Her eyes went wide. “Tomorrow? Oh my god. I need to redo my pitch binders. Update my deck. Reprint the market analysis. Panic. Cry a little. Then panic again.”
He laughed. “You’re gonna crush it.”
She looked at him, eyes bright and slightly unhinged in that special pre-spiral way. “Thank you. Truly. If this works, I will name a shade after you.”
He raised a brow. “I already have the perfect name. Obscenely Handsome.”
She snorted, then smiled at him, soft and real and completely disarming.
The smile hit him square in the chest. The kind that made everything slow down half a beat.
It was radiant. Traffic-rerouting. Name-forgetting.
Quentin felt warmth bloom behind his ribs, steady and unexpected, like someone had lit a candle where his cynicism usually lived.
He’d always liked helping people. It was easy.
But helping her? That felt dangerously right.
She flipped open her script, all business again, but with a grin that said she was riding the adrenaline. “Okay,” she said. “Let’s practice your lines. I need to earn that meeting.”
They barely made it two pages before things went completely off the rails.
Somewhere between a tragic monologue and a brooding stare, Quentin slipped into a wildly incorrect accent that sounded vaguely European and deeply offensive to several countries. Sadie lost it. Full snort. Had to bend forward laughing, clutching the script like it had personally betrayed her.
“Absolutely not,” she said, wheezing. “That man is not allowed near a stage.”
“I was experimenting,” he defended. “You stifled my process.”

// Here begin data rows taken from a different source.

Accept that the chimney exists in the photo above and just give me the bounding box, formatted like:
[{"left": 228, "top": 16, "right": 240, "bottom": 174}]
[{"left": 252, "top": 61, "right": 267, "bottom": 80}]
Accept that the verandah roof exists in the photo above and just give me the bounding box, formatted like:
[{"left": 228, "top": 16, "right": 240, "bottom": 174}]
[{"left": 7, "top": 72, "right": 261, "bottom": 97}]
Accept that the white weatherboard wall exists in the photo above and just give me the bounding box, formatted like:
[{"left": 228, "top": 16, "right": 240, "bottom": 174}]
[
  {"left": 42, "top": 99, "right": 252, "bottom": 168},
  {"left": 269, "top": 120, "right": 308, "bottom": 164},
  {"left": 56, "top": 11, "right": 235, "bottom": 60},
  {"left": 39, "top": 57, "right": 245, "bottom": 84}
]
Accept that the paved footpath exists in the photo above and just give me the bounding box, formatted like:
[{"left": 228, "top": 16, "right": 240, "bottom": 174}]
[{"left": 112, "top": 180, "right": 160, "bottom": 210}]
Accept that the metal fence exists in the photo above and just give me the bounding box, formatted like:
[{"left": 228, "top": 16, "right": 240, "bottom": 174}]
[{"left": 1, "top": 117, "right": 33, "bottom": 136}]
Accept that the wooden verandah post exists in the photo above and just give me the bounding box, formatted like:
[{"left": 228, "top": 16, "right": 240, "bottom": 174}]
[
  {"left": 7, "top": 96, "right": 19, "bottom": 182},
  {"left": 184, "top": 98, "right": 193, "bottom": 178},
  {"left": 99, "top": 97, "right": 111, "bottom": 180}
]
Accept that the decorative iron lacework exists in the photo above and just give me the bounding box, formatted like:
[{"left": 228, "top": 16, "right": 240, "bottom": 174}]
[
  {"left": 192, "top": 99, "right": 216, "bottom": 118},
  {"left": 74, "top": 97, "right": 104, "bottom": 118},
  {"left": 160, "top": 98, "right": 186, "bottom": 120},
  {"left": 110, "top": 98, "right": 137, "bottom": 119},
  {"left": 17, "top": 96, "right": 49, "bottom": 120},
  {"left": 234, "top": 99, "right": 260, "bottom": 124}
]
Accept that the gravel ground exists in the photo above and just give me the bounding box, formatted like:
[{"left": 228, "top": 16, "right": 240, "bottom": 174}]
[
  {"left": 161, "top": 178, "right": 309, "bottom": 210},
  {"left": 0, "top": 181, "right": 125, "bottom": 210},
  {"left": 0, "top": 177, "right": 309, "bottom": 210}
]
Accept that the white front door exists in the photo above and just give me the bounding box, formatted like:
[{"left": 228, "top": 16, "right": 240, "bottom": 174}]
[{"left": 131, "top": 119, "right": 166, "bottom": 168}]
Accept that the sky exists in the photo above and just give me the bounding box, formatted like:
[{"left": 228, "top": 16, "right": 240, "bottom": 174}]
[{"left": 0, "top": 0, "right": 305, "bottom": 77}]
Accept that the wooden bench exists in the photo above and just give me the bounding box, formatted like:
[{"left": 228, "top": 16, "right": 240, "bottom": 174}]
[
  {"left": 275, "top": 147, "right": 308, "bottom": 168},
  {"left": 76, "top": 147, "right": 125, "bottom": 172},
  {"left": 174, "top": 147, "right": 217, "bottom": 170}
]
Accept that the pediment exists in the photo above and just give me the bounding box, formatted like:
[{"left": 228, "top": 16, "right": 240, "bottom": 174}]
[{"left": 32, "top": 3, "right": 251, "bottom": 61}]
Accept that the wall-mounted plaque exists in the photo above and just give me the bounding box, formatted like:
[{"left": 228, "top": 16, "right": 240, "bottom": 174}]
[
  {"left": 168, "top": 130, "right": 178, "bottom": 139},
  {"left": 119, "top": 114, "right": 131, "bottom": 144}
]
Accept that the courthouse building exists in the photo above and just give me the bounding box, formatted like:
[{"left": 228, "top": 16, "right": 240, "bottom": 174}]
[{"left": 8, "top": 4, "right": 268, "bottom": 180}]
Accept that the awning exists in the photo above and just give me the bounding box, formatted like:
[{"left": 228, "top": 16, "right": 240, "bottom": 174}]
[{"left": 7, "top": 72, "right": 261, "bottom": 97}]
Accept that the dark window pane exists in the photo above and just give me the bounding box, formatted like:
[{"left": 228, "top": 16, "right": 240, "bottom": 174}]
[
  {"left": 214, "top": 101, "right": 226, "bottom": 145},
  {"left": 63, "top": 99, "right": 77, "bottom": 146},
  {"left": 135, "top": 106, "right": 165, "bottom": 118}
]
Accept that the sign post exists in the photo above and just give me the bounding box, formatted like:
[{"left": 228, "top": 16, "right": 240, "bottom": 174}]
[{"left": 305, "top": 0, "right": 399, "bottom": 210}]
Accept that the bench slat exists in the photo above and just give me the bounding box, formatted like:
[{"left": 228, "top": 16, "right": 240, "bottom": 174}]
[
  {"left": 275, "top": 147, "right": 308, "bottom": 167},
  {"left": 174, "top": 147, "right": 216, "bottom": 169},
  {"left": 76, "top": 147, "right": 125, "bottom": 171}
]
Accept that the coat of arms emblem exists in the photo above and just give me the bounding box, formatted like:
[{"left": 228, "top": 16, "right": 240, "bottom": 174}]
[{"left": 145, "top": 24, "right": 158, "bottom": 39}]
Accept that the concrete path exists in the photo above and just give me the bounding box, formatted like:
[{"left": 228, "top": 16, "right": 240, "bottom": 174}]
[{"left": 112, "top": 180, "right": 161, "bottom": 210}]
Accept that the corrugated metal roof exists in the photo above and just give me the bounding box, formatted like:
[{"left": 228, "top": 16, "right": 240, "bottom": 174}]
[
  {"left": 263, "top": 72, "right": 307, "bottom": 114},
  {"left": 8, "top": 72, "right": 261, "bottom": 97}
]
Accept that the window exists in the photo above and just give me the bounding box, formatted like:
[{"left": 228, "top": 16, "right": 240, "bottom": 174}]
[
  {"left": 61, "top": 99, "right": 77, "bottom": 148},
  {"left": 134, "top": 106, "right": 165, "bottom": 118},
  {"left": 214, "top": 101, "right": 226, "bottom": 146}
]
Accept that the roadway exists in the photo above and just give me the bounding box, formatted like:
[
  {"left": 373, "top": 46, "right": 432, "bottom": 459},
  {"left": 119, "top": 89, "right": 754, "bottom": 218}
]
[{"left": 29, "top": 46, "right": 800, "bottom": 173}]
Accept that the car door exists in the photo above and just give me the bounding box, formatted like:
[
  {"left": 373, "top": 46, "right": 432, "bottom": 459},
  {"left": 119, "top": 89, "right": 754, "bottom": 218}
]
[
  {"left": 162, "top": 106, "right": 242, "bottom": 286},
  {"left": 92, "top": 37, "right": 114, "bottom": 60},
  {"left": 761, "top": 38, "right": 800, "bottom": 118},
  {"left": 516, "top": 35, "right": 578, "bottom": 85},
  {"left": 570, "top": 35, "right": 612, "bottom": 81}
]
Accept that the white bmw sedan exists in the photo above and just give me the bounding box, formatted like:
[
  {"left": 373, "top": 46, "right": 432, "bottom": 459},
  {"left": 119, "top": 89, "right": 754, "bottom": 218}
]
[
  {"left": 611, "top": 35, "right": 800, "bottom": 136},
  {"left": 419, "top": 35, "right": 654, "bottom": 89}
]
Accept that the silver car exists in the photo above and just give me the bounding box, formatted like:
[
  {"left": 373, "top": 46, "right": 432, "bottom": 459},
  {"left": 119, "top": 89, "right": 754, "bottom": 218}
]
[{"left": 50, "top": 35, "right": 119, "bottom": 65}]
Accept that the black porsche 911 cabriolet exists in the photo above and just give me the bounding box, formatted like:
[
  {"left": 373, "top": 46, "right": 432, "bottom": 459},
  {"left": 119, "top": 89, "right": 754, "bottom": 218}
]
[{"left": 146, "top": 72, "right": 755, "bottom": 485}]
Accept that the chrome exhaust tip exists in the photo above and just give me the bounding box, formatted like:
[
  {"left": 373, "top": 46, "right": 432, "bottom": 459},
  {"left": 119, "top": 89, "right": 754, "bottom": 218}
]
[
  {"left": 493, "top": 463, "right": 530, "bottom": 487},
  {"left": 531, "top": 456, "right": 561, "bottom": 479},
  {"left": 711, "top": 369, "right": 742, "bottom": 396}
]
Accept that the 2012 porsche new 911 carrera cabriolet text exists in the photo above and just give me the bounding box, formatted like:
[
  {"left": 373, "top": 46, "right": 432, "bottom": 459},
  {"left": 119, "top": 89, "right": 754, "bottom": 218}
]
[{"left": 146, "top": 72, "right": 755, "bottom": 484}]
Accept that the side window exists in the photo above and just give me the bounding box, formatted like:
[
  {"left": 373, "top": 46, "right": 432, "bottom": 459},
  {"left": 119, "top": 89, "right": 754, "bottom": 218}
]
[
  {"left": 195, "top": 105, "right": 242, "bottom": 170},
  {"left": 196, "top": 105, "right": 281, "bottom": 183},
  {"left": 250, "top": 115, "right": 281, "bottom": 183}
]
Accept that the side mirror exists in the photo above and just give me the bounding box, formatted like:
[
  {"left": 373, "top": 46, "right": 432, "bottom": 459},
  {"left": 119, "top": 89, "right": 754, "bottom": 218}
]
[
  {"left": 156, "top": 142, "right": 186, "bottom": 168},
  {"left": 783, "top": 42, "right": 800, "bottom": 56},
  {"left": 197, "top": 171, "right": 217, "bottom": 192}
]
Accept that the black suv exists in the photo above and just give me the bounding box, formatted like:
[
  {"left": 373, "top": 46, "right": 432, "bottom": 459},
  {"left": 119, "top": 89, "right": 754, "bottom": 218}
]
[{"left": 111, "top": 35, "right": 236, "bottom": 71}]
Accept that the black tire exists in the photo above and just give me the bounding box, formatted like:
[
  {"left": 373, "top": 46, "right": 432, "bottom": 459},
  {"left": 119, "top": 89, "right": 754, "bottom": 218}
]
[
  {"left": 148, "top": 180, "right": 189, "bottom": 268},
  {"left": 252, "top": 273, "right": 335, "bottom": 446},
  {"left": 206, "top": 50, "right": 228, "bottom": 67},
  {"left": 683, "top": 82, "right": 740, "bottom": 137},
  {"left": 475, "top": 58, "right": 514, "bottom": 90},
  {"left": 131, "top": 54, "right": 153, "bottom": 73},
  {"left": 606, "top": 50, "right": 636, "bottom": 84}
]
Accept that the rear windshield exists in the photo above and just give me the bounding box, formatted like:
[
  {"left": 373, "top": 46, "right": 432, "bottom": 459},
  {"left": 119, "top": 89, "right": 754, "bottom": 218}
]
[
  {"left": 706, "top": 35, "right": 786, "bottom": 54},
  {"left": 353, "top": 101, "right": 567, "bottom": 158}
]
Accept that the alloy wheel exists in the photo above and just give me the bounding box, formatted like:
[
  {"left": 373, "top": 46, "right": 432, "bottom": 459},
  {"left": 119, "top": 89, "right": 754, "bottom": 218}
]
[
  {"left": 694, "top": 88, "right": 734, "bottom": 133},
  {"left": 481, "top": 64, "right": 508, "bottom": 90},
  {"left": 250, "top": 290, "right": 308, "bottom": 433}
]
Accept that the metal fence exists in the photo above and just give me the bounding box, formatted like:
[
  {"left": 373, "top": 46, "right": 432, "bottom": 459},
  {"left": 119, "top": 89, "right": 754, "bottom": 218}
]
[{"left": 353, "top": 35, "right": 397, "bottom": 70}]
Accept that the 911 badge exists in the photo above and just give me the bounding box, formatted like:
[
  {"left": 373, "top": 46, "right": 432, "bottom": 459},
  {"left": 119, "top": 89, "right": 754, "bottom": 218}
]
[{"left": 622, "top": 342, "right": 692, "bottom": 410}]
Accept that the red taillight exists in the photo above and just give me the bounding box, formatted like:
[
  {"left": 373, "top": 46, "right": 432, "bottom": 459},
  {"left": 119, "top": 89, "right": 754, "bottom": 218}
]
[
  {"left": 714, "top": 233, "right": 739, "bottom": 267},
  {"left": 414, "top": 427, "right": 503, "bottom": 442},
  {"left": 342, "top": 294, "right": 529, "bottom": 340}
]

They tried again. This time, during an emotionally devastating confession, Sadie silently mouthed the words along with him, complete with exaggerated eyebrow acting and silent sobs. Quentin caught it mid-sentence and broke, laughing so hard he had to put his head in his hands.
Time blurred into a mess of bad accents, dramatic flailing, mock-crying, and eye contact that lingered just long enough to feel not accidental. By the time Quentin checked the clock, it was after ten, and the idea of leaving hadn’t even crossed his mind.
“I’ll be right back,” he said, stretching. “Bathroom break before my Tony-worthy performance.”
When he returned, he stopped short. Sadie was curled up on the couch, one arm slung over the back cushion, the other tucked under her cheek, completely out cold. Her script was abandoned on the floor.
Her face was softer in sleep, her long lashes casting shadows against her cheeks. Her lips were parted just enough to drive him insane. Plush, pink, and utterly kissable in the golden spill of the lamp light.
Quentin let out a breath through his nose, rough and uneven, then dragged a hand down his face.
“Focus,” he muttered. “You’re not a creep. You’re a professional. With boundaries. And morals…” His gaze dropped to her mouth again. “Christ, that mouth.”
He turned away, like distance could fix it, like five feet might dull the ache in his chest or the heat creeping low in his stomach. It didn’t.
He grabbed the throw blanket and gently draped it over her shoulders. She shifted, letting out a soft little sound that was half sigh, half hum, and something in his soul fully caved.
He should leave. Slip on his boots and walk out the door. Head back to his sad, empty cabin. Instead, he sat down on the edge of the couch. Just for a second. Just until he got his willpower together.
The room was warm. She smelled faintly sweet and distracting. His limbs felt heavy, his thoughts slowing, the fight draining out of him. Moments later, his eyes slipped shut. And just like that, he drifted off beside her.